Taugt das HbA1c als Screening-Parameter für Diabetes mellitus?
Seit einiger Zeit untersuche ich routinemäßig das HbA1c z.B. zur Gesundheitsuntersuchung. Dabei ist erschreckend wie häufig HbA1 c (gering) erhöht ist. Der daraufhin veranlasste orale Glucosetoleranztest ist nicht immer, aber meistens besonders in der 1. Stunde auffällig.
Bei welchen Grenzwerten ist die DIagnose "Diabetes mellitus " gerechtfertigt? Ab wann gilt der Begriff "orale Glucosetoleranzstörung"? Welche Kontrollintervalle werden empfohlen?

Diskussion

4 Ärzte beteiligen sich an dieser Diskussion, 40 Ärzte verfolgen diese Diskussion
Dr. ...Dr. ...(1)
FA für Innere Medizin, Pathologie

Als Screeningparameter ist das HbA1 wenig sinnvoll, da es im Frühstadium oft normal ist. Besser und billiger ist ein postpradialer Blutzucker (d.h. den Check-up nicht mehr nüchtern machen). Wenn der normal (unter 110) ist und die Familienanamnese und Gewicht ok, ist ein Diabetes praktisch ausgeschlossen. Die Internationalen Definitionen (z:B. Nüchternblutzucker unter 110 helfen wenig, da sie für Studien gedacht sind. Zahlreiche Diabetiker haben NBZ unter 110. Der OGT ist gut aber unterliegt großen intraindividuellen Schwankungen.

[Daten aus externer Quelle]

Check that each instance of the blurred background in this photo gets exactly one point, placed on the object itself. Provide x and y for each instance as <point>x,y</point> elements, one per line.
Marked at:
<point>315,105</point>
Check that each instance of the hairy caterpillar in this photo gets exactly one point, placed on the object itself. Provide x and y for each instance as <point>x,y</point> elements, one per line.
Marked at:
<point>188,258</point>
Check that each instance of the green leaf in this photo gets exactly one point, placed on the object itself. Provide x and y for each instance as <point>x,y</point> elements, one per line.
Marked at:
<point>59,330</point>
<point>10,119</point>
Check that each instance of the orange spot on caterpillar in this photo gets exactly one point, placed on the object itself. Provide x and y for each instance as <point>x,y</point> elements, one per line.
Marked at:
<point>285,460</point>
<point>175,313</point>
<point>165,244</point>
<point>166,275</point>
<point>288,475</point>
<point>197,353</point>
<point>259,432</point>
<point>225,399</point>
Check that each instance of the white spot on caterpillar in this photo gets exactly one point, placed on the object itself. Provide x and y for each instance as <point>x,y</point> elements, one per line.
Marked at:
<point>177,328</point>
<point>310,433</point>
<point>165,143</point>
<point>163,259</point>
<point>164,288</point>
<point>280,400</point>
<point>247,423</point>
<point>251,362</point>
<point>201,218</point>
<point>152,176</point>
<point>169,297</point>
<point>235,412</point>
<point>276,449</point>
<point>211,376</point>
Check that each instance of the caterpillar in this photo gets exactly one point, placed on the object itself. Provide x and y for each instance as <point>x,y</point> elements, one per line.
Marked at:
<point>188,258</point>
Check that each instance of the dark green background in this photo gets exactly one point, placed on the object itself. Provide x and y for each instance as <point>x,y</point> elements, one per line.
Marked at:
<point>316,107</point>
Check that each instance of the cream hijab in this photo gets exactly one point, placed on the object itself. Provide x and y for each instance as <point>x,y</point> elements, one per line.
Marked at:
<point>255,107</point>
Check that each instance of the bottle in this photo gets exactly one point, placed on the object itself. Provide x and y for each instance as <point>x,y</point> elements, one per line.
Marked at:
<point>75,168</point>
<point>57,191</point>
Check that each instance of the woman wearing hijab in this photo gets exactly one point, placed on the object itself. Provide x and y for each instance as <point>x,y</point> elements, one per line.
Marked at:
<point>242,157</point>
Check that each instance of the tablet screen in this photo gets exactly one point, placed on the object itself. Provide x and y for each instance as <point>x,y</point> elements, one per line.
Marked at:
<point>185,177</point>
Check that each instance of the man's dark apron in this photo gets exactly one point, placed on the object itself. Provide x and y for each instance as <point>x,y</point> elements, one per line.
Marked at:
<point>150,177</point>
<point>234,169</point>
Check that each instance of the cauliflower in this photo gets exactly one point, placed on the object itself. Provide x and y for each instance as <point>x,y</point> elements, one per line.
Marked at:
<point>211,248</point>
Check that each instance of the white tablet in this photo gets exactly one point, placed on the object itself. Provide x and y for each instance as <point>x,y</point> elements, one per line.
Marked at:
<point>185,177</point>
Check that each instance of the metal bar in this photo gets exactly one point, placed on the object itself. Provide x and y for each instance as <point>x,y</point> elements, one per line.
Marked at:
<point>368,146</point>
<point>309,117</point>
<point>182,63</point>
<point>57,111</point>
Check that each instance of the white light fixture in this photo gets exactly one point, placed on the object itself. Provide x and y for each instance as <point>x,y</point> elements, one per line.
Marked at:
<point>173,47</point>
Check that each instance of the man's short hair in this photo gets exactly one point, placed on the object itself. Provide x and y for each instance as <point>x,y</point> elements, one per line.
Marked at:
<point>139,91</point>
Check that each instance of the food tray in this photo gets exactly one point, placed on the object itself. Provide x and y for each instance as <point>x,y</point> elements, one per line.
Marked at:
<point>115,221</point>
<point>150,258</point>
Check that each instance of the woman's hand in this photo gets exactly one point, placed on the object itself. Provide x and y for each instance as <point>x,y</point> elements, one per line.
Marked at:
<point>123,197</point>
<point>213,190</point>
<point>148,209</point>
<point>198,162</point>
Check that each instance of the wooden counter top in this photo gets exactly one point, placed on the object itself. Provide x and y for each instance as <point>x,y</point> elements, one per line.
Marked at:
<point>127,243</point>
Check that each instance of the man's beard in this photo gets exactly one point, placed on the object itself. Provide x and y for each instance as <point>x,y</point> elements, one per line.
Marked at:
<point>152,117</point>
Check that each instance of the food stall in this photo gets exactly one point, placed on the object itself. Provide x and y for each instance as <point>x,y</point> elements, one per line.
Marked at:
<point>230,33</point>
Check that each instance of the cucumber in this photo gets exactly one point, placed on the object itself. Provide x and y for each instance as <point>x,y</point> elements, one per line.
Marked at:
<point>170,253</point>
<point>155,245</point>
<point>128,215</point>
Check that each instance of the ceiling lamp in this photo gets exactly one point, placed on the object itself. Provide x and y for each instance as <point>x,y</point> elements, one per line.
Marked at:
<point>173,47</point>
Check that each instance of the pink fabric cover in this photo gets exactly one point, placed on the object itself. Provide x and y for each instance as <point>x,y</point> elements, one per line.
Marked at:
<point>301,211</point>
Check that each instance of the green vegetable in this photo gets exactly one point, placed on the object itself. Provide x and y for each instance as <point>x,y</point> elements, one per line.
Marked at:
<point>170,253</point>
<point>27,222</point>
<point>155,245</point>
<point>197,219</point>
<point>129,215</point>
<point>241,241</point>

Normalerweise leigt dr 2h Wert unter 140, bis 200 spricht man von gestörter Glucosetoleranz, klinisch liegt aber dann schon lange ein metabolisches Syndrom vor, welches wie ein Diabetes bethandelt werden sollte (Ernährung, Bewegung, Metformin)

Dr. ...Dr. ...
Allgemeinmedizin

HbA1c als Screening ist nicht sinnvoll und auch zu teuer, da dieser Wert z.B. auch fälscherweise normal sein kann, wenn das Hb zu niedrig ist, was ja gerade bei Frauen relativ häufig vorkommt.
Ein BZ von über 160 beim OGT nach einer Stunde sehe ich als pathologisch an, ich lasse dann eine Ernährungsberatung durchführen und bestelle den Patienten regelmässig (alle 3 -6 Monate) zur Laborkontrolle ein, dabei überprüfe ich natürlich auch den HbA1c. Ich erkläre dem Patienten, dass eine Lebensstiländerung mit mehr Bewegung und weniger falsche Lebensmittel, einen Diabetes noch aufhalten kann.

Dr. ...Dr. ...
Innere Medizin (ohne Schwerpunkt)

Ihre Beobachtung, dass der HbA1c oft gering erhöht ist, verdeutlicht das (grundsätzlich bestehtende) Problem bei Screeninguntersuchungen. Wenn ein Parameter oft falsch positive Werte liefert, zieht das immer eine Reihe von z.T. nicht notwendigen Untersuchungen oder Interventionen nach sich. Dies ist ein Problem wegen a) Patient wird unnötig weiter untersucht, verunsichert etc. b) anfallenden Kosten.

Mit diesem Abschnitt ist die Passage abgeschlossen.